A FLEXIBLE IMPLEMENTATION OF A MATRIX LAURENT SERIES-BASED
16-POINT FAST FOURIER AND HARTLEY TRANSFORMS

R. C. de Oliveira
Computer Engineering Department
Amazon State University
Av. Darcy Vargas, 1200, Parque 10, 69065-020, Manaus-AM, Brazil.
email: rcorrea.oliveira@gmail.com

H. M. de Oliveira, R. Campello de Souza,
E.J.P. Santos
DES - Federal University of Pernambuco
Av. Ac. Hélio Ramos, s/n, CDU, 50740-530,
Recife-PE, Brazil
email: (hmo, ricardo)@ufpe.br, edval@ee.ufpe.br

ABSTRACT
This paper describes a flexible architecture for implementing a new fast computation of the discrete Fourier and Hartley transforms, which is based on a matrix Laurent series. The device calculates the transforms based on a single bit selection operator. The hardware structure and synthesis are presented, which handled a 16-point fast transform in 65 nsec, with a Xilinx SPARTAN 3E device.

1. INTRODUCTION
Fourier transforms play a major role in the fields related to Signal Processing [1, 2]. The successful application of transform techniques is mainly due to the existence of the so-called fast algorithms [3]. This paper proposes a new fast algorithm and its hardware implementation, for computing the discrete Fourier (DFT) [4] and Hartley (DHT) [5] transforms of sequences of particular lengths N, namely those for which \( N = 0 \pmod{4} \). Let \( N \) be the number of time-domain samples of a sequence \( v = \{v_n\} \), \( n = 0,1,2,...,N-1 \).
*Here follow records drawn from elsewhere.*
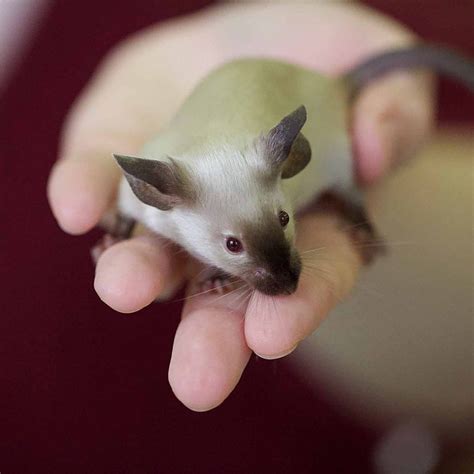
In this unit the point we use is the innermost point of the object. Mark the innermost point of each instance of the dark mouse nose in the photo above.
(281, 281)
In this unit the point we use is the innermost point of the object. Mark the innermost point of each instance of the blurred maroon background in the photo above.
(84, 389)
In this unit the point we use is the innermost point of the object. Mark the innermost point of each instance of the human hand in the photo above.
(139, 87)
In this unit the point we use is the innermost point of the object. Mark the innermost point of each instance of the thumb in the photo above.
(391, 119)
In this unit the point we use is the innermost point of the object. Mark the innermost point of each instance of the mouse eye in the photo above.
(284, 218)
(234, 245)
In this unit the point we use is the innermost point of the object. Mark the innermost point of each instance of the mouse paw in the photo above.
(219, 283)
(102, 245)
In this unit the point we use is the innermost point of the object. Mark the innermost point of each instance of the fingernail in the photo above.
(277, 356)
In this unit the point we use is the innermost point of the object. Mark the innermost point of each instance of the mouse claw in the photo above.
(220, 284)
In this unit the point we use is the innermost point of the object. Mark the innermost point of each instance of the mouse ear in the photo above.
(287, 149)
(156, 183)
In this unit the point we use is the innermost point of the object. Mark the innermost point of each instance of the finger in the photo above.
(81, 189)
(275, 325)
(132, 274)
(391, 119)
(209, 351)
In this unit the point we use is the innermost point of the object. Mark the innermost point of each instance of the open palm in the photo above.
(139, 87)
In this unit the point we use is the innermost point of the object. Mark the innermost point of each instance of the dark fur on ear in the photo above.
(156, 183)
(286, 147)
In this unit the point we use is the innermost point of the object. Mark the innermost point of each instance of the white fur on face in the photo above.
(234, 189)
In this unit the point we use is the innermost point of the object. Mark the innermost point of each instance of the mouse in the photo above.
(254, 144)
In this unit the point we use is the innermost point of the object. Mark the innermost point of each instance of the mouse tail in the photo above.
(439, 59)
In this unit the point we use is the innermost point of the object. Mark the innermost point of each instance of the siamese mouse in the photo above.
(255, 142)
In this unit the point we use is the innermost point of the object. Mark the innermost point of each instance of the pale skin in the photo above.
(138, 88)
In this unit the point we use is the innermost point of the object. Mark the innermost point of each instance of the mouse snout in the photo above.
(278, 281)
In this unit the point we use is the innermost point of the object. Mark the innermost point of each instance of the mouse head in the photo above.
(229, 205)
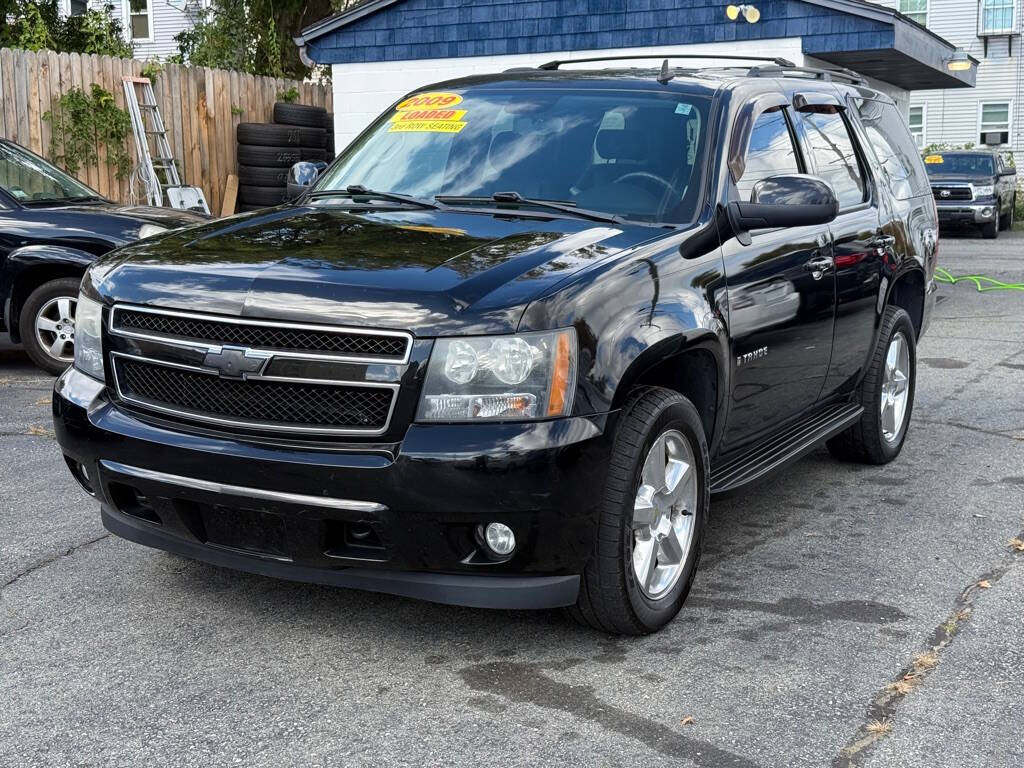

The DFT of \( v \) is given by the sequence \( V = \{V_k\} \), of length \( N \), defined by Equation (1).

\[
V_k = \sum_{n=0}^{N-1} v_n \exp\left(-\frac{j2\pi kn}{N}\right). \tag{1}
\]

The Discrete Hartley Transform (DHT) is defined by Equation (2) [6].

\[
H_k = \sum_{n=0}^{N-1} v_n \left[\cos\left(\frac{2\pi kn}{N}\right) + \sin\left(\frac{2\pi kn}{N}\right)\right]. \tag{2}
\]

From equations (1) and (2), it is apparent that the DFT can be computed from the DHT by Equation (3).

\[
H_k = \Re(V_k) - \Im(V_k). \tag{3}
\]

In 1965, J.W. Cooley and J.W. Tukey introduced a revolutionary idea which later became known as the Fast Fourier Transform (FFT) [4]. The FFT is a milestone in the theory of algorithms [7-9].

2. THE FFT/FHT ALGORITHM
The fast algorithm is written according to the following DFT matrix decomposition: \( \Re(M) \) and \( \Im(M) \) denotes the real and imaginary parts of the matrix \( M \), equations (3) and (4), respectively [20].

\[
\Re(DFT) = \left\{ \Re(M_k) + \sum_{m=1}^{(N/4-1)/2} \Re(M_w + M_{-w}) \cos\frac{2\pi mn}{N} \right\} \nonumber \tag{4}
\]

\[
+ \left\{ \sum_{k=1}^{(N/4-1)/2} \Im(M_k - M_{-k}) \sin\frac{2\pi mn}{N} \right\}
\]

\[
\Im(DFT) = \left\{ \Im(M_k) + \sum_{m=1}^{(N/4-1)/2} \Im(M_w + M_{-w}) \cos\frac{2\pi mn}{N} \right\} \nonumber \tag{5}
\]

\[
- \left\{ \sum_{k=1}^{(N/4-1)/2} \Re(M_k - M_{-k}) \sin\frac{2\pi mn}{N} \right\}, \tag{5}
\]

where the matrices \( M_m \) are given by Equation (5).

\[
M_m := \sum_{l \in C_m} (-1)^{4l-m} \chi_l(M). \tag{6}
\]
The operator $\mathcal{X}_l$ acts over an $N \times N$ matrix, for each $l = 0, 1, 2, \ldots, N-1$, yielding a new $N \times N$ binary matrix whose elements are $\left( \delta_{l,m} \right)$ with $m := m_l$, where $\delta$ is the Kronecker symbol. The matrices $\Re(m)$, $\Re(M_l \pm M_{-l})$, $\Im(M_l)$ and $\Im(M_l \pm M_{-l})$ are then written in standard echelon form. From (4) and (5), the DHT components can be computed by Equation (3).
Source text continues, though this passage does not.